Excerpt from Lecture on Switzerland
Travelers relate that in certain conditions of the atmosphere a spectator standing upon the shore at Reggio, and looking upon the smooth waters of the Straits of Messina, sees suddenly, rise before him, as if by magic, the walls, towers, palaces, domes, and streets of a city, in which mimic life goes on, men and animals moving noiselessly to and fro. The illusion is as complete as if the waters of the bay were a foundation upon which the genii of the lamp or of the ring had suddenly erected their magic structures. This is an extreme case of the ordinary illusion presented to those who, in a calm clear day, look at distant objects across a wide expanse of bay or river.
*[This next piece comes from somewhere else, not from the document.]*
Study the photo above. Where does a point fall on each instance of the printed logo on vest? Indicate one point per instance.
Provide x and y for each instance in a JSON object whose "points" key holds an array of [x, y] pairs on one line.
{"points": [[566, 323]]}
Familiar forms are strangely distorted; level shores appear precipitous; the puny sloop swells into the size of a frigate; the fisherman's boat becomes a dismasted sloop, and its occupant a giant. Just so it is when in mental vision we attempt to look through an atmosphere disturbed by the habits and prejudices to which we are accustomed. Unreal towers and walls appear, and objects so lose their shapes that the most familiar forms escape recognition. Every country has its prejudices resulting from education, from all the influences, political, moral, social, and physical which surround and act upon its citizens. By these, in general, the observer of men and things is biased, and be who through the mists of his national or personal prejudices seeks to realize their just forms and proportions, may mistake the pigmy for a giant, the shallop for a frigate.
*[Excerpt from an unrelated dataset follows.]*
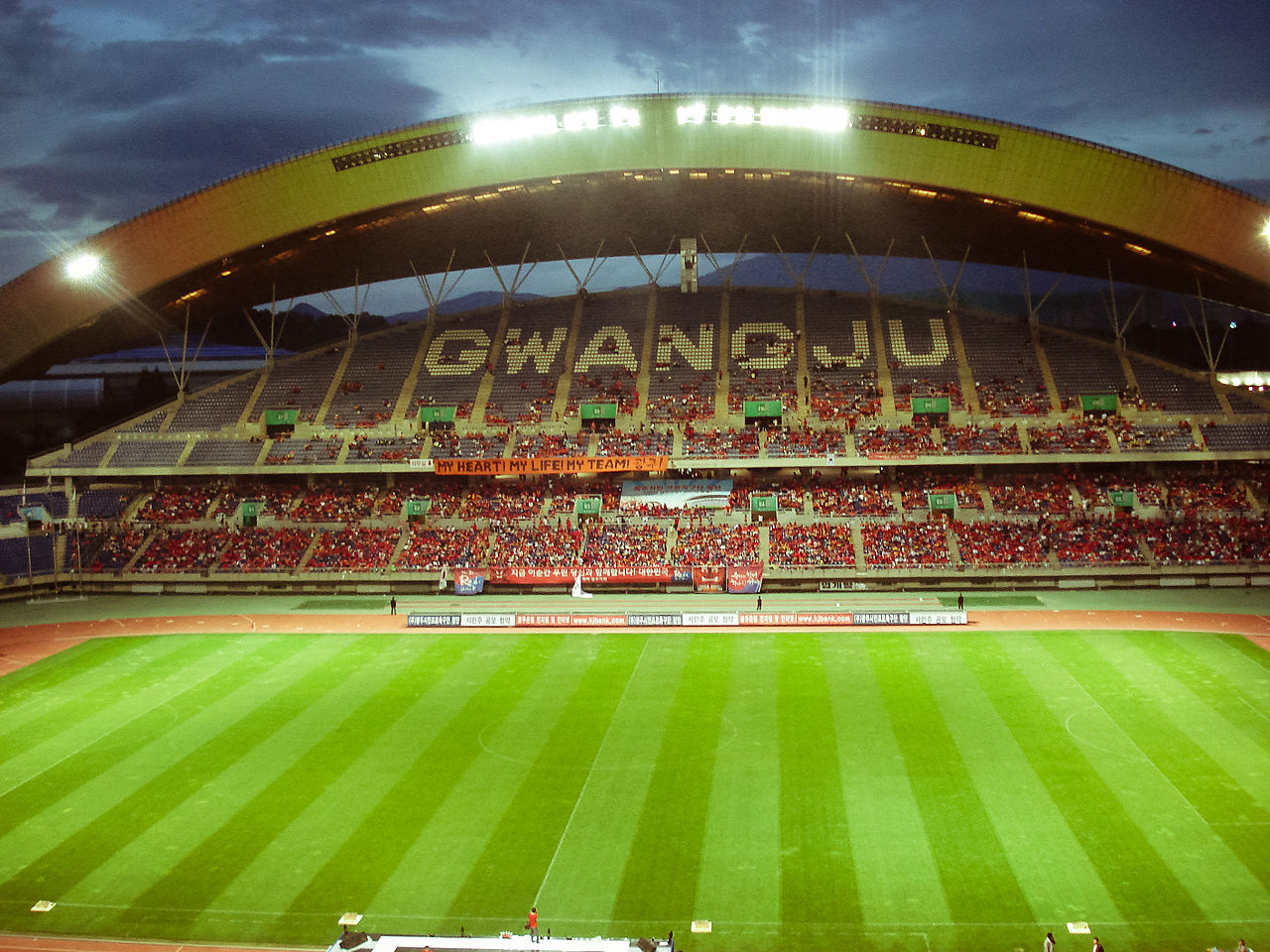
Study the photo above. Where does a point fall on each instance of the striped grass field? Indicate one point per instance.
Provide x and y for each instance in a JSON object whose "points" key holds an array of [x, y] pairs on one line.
{"points": [[890, 792]]}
In estimating the institutions of the Old World we are prone to forget that the materials for our judgment are generally furnished by the opinions of those who are brought up under a totally different state of things from that which exists around us. The conclusions which we thus form may be the very opposite of those to which we would have come ourselves, had our own prepossessions furnished the inferences from the facts.